Is there currently any guide on performance tuning dremio reflections, specifically the creation of reflections when underlying PDFS reflection storage is HDFS?

We have a use case where we create a reflection on a physical data source (which is an HDFS directory) with approx 16M records and it takes ~2.5 minutes which is good. However when we create a subsequent reflection on the same dataset that includes a partition column, the reflection takes 1.5 hours even though its using the first reflection to accelerate.

We noticed that when we add two partition columns instead of one, the time goes down to 35 minutes.

Our setup uses HDFS for the underlying PDFS reflection storage. We don’t see CPU or memory being the bottleneck.

Is there any further tuning we can do to improve the performance of creating reflections specifically for HDFS? I see many parameters available in Dremio options.

HI @igreg

Is the partition on a very high cardinality column?

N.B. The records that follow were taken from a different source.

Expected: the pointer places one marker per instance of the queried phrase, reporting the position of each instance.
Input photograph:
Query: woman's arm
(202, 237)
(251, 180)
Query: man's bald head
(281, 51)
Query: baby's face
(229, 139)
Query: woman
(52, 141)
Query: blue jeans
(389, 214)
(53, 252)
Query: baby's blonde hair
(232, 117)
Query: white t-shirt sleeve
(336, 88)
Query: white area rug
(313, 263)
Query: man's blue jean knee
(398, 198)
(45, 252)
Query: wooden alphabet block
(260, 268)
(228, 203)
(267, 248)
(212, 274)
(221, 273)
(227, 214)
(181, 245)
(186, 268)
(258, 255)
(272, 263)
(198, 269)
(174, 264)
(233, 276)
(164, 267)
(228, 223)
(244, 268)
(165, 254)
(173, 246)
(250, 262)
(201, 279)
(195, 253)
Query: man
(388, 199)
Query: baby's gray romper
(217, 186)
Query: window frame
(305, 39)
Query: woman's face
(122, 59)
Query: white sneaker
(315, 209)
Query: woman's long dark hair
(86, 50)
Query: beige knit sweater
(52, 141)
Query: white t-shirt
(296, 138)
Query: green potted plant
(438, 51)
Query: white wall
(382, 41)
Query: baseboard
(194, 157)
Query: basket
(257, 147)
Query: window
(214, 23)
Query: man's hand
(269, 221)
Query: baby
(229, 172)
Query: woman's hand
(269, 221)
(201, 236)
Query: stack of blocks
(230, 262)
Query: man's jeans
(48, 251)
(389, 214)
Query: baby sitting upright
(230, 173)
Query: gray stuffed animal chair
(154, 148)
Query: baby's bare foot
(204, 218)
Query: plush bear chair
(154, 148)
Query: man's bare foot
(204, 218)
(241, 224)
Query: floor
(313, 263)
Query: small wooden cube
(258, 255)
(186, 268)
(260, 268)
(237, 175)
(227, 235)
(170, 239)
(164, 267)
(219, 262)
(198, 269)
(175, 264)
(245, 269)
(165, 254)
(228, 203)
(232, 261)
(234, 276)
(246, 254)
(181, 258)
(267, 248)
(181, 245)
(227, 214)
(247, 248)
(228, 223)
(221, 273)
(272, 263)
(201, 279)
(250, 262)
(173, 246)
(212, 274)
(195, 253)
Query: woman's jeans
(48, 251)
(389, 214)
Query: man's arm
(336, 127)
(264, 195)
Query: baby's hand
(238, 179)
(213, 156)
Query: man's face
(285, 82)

The dataset is for a single day and the partition is on a date column which has carnality 1 at this time (i.e just data for a single date). The dataset will have more days added incrementally and thus why the date partition column.

Based on the query profile, it appears the reading, sorting and writing steps are done in sequence whereas with the raw reflection (with no partition columns) it is running these steps in parallel. In addition if we add more sub-partition columns to the reflection, Dremio also performs these read, sort, write steps in parallel.

Is there any other way to parallelize the reflection creation with a partition when carnality is very low?